The sporting contests are taking place in London this year, with a dedicated Olympic Park built in the east of the city in preparation.
In order to ensure that companies have strategies in place to keep their business going over the summer, conciliation service Acas has issued advice about preparing for members of staff being out of work.
According to the organization, with 200 days to go to the 2012 Olympics, employers should take action now to address any last-minute hurdles and discuss with members of staff who are volunteering at the competitions how to manage the impact of their absence on productivity.
Acas recommends having clear policies in advance about such issues as volunteering regarding how many workers are able to have time off on any one day, whether they need to take annual leave and any flexible working provisions that are being put in place.
"We're finally on the home straight to the 2012 Olympics and employers should have plans for managing employees' involvement whether volunteering or those watching the events," stated Acas Chief Executive John Taylor.
Security is a key concern in the lead-up to the Olympic Games, with thousands of additional people due to flock to London over the course of the event, something that companies may wish to include in their crisis management and business continuity policies.

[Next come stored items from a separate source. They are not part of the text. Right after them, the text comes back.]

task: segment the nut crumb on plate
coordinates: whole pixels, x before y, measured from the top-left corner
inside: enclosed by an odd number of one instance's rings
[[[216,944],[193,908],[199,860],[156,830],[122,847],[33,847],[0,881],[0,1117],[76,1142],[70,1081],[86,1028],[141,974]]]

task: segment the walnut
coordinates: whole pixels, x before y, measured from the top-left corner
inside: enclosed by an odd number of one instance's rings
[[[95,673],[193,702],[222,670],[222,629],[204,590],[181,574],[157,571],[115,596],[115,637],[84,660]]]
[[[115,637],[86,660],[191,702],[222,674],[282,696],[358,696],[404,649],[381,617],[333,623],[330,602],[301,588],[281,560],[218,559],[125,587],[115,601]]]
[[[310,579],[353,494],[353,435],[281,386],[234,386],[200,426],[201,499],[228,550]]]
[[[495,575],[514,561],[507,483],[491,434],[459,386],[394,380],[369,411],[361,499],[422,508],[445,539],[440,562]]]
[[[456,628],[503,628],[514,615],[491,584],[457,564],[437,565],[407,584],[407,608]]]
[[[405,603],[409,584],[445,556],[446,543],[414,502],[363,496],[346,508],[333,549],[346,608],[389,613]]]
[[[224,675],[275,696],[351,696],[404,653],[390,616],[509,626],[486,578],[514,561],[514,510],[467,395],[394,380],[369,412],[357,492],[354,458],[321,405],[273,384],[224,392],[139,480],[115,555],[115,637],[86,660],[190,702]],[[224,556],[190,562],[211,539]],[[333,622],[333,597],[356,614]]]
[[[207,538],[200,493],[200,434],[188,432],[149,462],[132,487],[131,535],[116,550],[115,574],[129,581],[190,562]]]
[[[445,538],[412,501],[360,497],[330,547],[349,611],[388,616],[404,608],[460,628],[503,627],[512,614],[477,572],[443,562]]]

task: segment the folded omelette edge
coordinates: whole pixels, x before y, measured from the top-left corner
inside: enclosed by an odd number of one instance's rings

The transport network is expected to be significantly affected by the international events, with firms and supply chains advised to prepare for travel disruptions at peak times and maps and planning tools provided online by the London 2012 Organising Committee to prepare organizations ahead of them commencing.
It has suggested that business continuity planning should include understanding how staff get to work and minimizing potential challenges to deliveries and collections.